The Kosciusko County Community Advisory Board approved a plan to take over drug court as soon as possible.

The drug court is a diversion program that uses intense probation in order to rehabilitate high-risk offenders.

The court which was funded by a federal grant, faced uncertainty about its future after officials learned they had not received more grant money to continue operations after the  end of September.

Community corrections will use program fees to fund the drug court.

Community corrections is funded through grants from the Indiana Department of Corrections and user’s fees.

The total income of the corrections program stands at $324,131.28.

Drug Court is expected to cost about $70,000 a year with the majority of it  going to the salary of the drug court coordinator.

The current coordinator, Ron Ousley, would have  to take about an $5,000 drop in salary if he wanted to stay aboard.
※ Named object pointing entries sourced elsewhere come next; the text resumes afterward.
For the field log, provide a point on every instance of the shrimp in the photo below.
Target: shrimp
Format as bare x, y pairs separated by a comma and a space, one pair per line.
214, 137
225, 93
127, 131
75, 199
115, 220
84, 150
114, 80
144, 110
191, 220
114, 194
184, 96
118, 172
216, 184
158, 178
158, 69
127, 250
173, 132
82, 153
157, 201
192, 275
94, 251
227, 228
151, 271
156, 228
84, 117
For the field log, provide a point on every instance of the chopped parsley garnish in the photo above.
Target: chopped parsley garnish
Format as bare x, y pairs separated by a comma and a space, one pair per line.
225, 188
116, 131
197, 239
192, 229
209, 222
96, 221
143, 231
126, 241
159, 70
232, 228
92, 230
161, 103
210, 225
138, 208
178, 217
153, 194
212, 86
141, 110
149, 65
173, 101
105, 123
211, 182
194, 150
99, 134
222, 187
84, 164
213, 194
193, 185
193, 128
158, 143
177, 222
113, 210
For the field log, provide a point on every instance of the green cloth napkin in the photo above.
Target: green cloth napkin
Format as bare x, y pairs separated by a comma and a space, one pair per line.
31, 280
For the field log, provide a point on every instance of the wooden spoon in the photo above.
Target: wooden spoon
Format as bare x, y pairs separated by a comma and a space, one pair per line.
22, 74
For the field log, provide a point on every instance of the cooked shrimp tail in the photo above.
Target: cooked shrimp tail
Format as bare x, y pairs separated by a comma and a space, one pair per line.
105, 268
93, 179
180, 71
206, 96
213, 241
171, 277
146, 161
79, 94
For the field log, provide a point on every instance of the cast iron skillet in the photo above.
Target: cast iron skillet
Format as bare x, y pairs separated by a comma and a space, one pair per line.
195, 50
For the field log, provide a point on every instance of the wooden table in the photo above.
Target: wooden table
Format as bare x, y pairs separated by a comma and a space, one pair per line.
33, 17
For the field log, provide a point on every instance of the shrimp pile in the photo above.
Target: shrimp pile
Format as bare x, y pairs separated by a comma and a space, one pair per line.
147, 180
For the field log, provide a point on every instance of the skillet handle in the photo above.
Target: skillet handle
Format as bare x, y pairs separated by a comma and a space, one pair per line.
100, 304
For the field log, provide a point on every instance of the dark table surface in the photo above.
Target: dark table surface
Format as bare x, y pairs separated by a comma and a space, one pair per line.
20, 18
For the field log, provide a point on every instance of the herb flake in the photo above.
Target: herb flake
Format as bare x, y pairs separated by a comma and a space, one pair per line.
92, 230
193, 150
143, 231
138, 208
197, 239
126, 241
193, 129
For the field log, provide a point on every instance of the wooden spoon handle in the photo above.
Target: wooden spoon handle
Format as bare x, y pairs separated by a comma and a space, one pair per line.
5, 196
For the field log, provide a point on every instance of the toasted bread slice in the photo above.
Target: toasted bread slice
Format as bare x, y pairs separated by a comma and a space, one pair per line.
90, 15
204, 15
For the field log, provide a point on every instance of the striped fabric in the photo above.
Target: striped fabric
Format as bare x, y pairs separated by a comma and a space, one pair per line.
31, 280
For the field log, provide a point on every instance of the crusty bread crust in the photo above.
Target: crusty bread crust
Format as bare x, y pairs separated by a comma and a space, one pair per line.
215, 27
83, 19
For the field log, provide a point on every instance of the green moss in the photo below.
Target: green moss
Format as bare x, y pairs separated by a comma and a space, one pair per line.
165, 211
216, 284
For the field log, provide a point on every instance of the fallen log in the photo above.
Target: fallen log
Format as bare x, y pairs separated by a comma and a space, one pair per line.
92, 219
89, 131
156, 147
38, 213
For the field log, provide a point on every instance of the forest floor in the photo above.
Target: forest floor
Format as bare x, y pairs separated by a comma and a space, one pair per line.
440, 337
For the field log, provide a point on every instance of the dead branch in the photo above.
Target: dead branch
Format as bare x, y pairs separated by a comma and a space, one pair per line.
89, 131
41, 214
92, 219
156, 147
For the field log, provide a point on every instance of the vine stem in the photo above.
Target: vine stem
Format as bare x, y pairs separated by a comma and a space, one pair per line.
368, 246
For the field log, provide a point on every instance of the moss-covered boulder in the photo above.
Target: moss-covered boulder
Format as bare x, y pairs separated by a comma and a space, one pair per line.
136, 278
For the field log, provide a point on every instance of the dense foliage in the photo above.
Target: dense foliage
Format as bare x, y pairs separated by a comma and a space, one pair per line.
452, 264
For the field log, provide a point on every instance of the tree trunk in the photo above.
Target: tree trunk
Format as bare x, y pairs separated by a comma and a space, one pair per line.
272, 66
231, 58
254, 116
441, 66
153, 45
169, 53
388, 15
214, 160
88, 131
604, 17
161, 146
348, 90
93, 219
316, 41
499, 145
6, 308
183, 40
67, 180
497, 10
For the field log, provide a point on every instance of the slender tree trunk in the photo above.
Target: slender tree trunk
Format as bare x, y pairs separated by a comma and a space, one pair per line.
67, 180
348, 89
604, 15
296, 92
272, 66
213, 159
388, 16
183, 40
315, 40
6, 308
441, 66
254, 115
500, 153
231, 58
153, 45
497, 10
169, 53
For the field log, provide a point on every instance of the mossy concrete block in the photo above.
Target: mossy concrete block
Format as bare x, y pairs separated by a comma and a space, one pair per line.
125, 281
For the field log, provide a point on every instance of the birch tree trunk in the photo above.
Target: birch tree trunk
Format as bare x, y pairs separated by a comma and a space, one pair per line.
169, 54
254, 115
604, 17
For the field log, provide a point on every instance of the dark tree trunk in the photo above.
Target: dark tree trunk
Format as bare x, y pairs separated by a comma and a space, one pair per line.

The new position would pay about $38,000  a year.

The board will not need approval from the Kosciusko County Council to make the move, but county attorney Chad Miner said that it would be best to keep county council in the conversation.

Kosciusko County Prosecutor Dan Hampton said there will be a full-time drug court coordinator and no drug court services will be eliminated.

The board also approved community corrections to create a drug court coordinator position.

The board would still have to get its budget approved, something that will be discussed at the next meeting on Oct. 9.

Once the budget is finalized, community corrections will be able to oversee the  court.

It may take some time for a full transition, however Kosciusko?Circuit Court Judge Michael Reed, has already got permission from the county council to use drug court user fees to support drug court during the transition.

Reed talked of the need for the drug court program, given the current rise in drug use.

“We have a problem in our county,” Reed said.

The board estimated 18 people have died this year in the county from drug overdose.